Salta al contenuto
Multati perché giocano a calcio: appello degli alunni al sindaco iStock

Multati perché giocano a calcio: appello degli alunni al sindaco

Un gruppo di ragazzini tra gli 11 e i 13 anni è stato sanzionato per aver giocato a calcio in campo Pino Signoretto a Murano, dove non è consentito

Stefania Bernardini

Stefania Bernardini

GIORNALISTA

Giornalista professionista dal 2012, ha collaborato con le principali testate nazionali. Ha scritto e realizzato servizi Tv di cronaca, politica, scuola, economia e spettacolo. Ha esperienze nella redazione di testate giornalistiche online e Tv e lavora anche nell’ambito social

Oltre allo studio, sono importanti anche le attività all’aria aperta e i giochi in gruppo che creano coesione e permettono a bambini e adolescenti di svagarsi. Ma non tutti i luoghi della città sono adatti, per esempio, per palleggiare col pallone. A Murano un gruppo di ragazzini è stato infatti multato per aver giocato a calcio in un’area in cui non è consentito.

La multa ai giovani di Murano

Il 12 settembre 2025 un gruppo di quattordici ragazzi tra gli 11 e i 13 anni è stato sanzionato dai carabinieri di Murano per aver giocato a calcio nell’area delle ex Conterie, in campo Pino Signoretto, a Murano.

La zona non è compresa tra gli spazi in cui, in centro storico, è possibile giocare all’aperto. Nella località della Laguna Veneta questa attività è permessa solo in campo San Bernardo e al parco Angeli, e fino agli 11 anni.

I ragazzini sanzionati si sono ritrovati con una multa da 50 euro a testa per disturbo alla quiete pubblica, alle persone di passaggio e per aver giocato in zona vietata. A richiedere l’intervento dei carabinieri sono stati, in più occasioni, dei vicini disturbati dai rumori.

L’appello degli studenti al sindaco

Gli studenti contestano che “il campo San Bernardo è pieno di bar, panchine, alberi e tantissima gente” e quindi sarebbe “più adatto il campo Signoretto“.

Il gruppo di alunni sanzionato ha quindi deciso di scrivere al sindaco Luigi Brugnaro lanciando un appello: “Cosa dovremmo fare per passare il tempo come si faceva una volta?”. Guidati dalla loro insegnante Deborah Morfino, i ragazzi hanno espresso il loro disappunto per la multa ricevuta dai carabinieri e hanno chiesto maggiore attenzione e la creazione di nuovi spazi verdi dove poter praticare attività ludiche in libertà.

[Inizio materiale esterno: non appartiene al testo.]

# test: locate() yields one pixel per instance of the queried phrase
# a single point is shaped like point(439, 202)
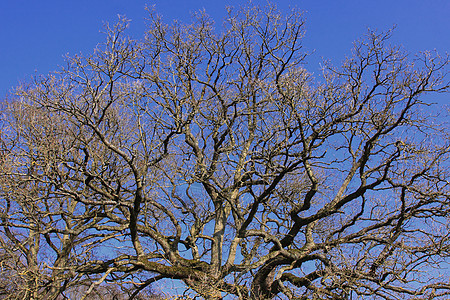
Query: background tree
point(215, 158)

“Io vorrei capire come dobbiamo crescere… Col telefono no, col pallone no, giocando no, è una vergogna!”, è l’accusa di alcuni dei giovani multati.

Alcuni lamentano anche una disparità nelle regole: “L’anno scorso in campo si allenavano i ragazzi del Venezia Calcio. Perché loro sì e noi no?”.

La professoressa Deborah Morfino ha raccolto diverse proposte che arrivano dagli studenti. “Ci servirebbero più spazi dove poter giocare liberamente senza limiti di età”, è la richiesta di una bambina, riferendosi al limite dei 12 anni per giocare a pallone in strada.

“Ci sono ragazzi delle superiori che giocano a pallone e poi non è giusto che solo i bambini piccoli possano andare in bicicletta“, anche questa attività vietata dal regolamento della polizia urbana a Venezia.

La lezione di educazione civica della prof

Al Corriere della Sera la professoressa ha spiegato che, sentendo il malumore degli studenti per essere stati multati, ha detto loro di trasformare la protesta in un’occasione per far sentire la loro voce, “per chiedere un cambiamento del regolamento”.

La docente ha chiarito agli alunni che i carabinieri hanno solamente rispettato il regolamento e svolto il loro compito e che “se c’è una segnalazione o una denuncia sono tenuti a intervenire”. Ma per far cambiare le cose, si poteva scrivere una lettera in cui parlare di ciò che non funziona e di cosa si potrebbe fare per i più giovani.

Nella missiva i ragazzi hanno fatto proposte concrete che vanno dall’innalzamento del limite di età per il gioco in strada fino a 15-17 anni fino alla creazione di nuovi parchi pubblici dedicati ai giovani.

Risultato? Il sindaco di Venezia Luigi Brugnaro ha già promesso un incontro con i genitori dei ragazzini coinvolti per discutere della questione, confermando la volontà di ascoltare le istanze dei cittadini più giovani.